Despite her speedy path to a double mastectomy, Maria was simply anxious to be cancer-free. She was no stranger to surgery, either, having had a breast reduction in high school, which she says probably helped to prepare her.
“I cried once. I handle most things in my life like that,” she says. “I don’t make a big deal about it; I just want to do it and get it over with.”
On vacation after her initial surgery, Maria describes happily sunbathing in a bathing suit, careless about any opinions or judgements the people around her might have made, insisting that she “doesn’t spend a lot of time thinking about what I look like.”
In her writing, too, Maria weighed the pros and cons of a “radical” double mastectomy, calling it “no walk in the park,” immediately after her surgery.

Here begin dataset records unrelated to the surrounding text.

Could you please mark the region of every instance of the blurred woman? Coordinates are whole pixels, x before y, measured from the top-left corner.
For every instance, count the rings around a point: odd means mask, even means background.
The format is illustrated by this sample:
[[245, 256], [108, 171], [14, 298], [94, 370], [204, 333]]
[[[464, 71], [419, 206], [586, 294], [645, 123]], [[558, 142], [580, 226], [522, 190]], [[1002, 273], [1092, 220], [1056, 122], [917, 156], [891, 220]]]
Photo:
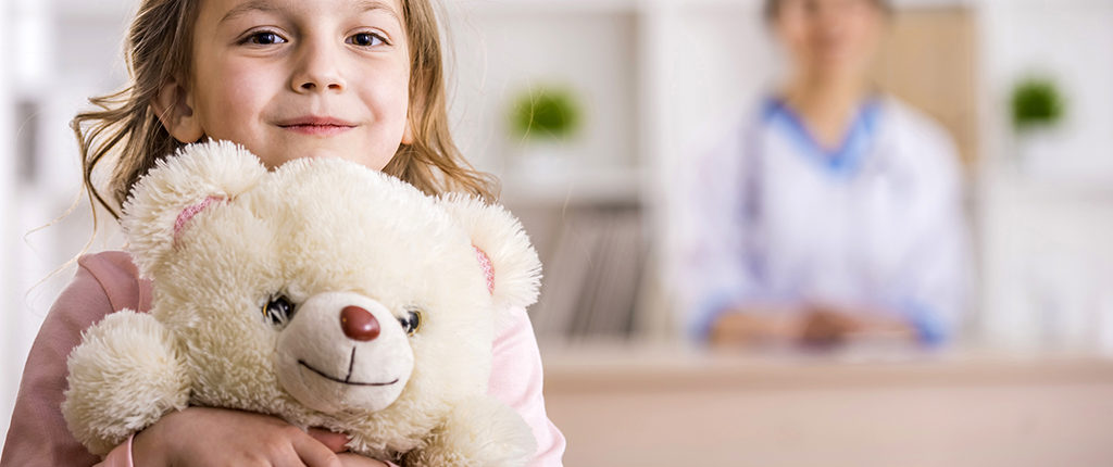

“…if it’s between looking like the Pillsbury Dough Boy and having cancer, Dough Boy it is. It’s a very small price to pay for being cancer-free… it is a gift when you’re presented with a future without breast cancer.”
Although she maintains that she was never very obsessed with her looks or body, and was already fairly disconnected from her breasts, Maria also notes the mental toll that her double mastectomy had on her before she decided to proceed with a reconstruction.
“I went 2 years maybe longer with no breasts, I really honestly didn’t give a shit about it,” Maria explains. “Then I started to feel uncomfortable the older I got.”
At one point, Maria described being at a grocery store in a sports bra and facing comments and mockery.
“Two men made a comment, because I was completely flat, I looked like a ten-year-old boy,” she said. “It bothered me that that bothered me.”
Maria credits that experience with her interest in reconstruction surgery. Now, after a total of 12 surgeries following the mastectomy, reconstruction, and the following complications, Maria has reconstructed breasts made from her own tissue from her stomach and says she feels “100 per cent like my old self again.”
“I guess it did affect me in a way I didn’t recognize at the time,” she says. “I’m going to get in a bathing suit and really feel good again.”
Body image concerns and insecurities aside, Maria explains the psychological and emotional impacts that numerous surgeries, pain, and complications can have on an individual like herself.
“It’s tiring and it’s painful,” she says. “It takes a lot out of you.”
However, a prevailing victory over her fight with cancer wasn’t enough for Maria. She wanted to help other women from experiencing the same alienating and lonely pain that she did, particularly on the drive home from her mastectomy.
After painful and extensive surgery, the hospital provided a pillow for under the car seatbelt on the drive home, which Maria said barely did anything to relieve the pain. For this reason, she invented and built the first Breast and Chest Buddy, which is a customized pillow specifically built to ease the pain of a seatbelt after recent surgery. Approximately 45 000 Buddies have been sold and provide necessary relief for thousands of patients like Maria.
Quite on a whim and to further prove that breast cancer couldn’t stop Maria or dull her spirit, she has recently opened a bridal consignment store that has turned into one of her many passions.
“I woke up one morning and just knew.”
In a life filled with courage, resilience, passion, and great humour, Maria happily wraps tulle around a hula hoop to decorate her new store and connects with people from all over the world through her store, the Breast and Chest Buddies, and her writing, committed to continuing conversations and sharing her voice.
“Social media has shown me so much, it wasn’t like that when I had my mammogram,” she explains. “It’s so great to share pictures and share stories.”
Committed to the community she has built and cultivated, Maria is on to this next unexpected and exciting chapter of her life after reconstruction.
“When you have a survival rate as high as breast cancer… I don’t want anyone to be terrified,” she said of her decisions and struggles. “I had to be honest and talk about what I’m going through. I think it did help a lot of people.”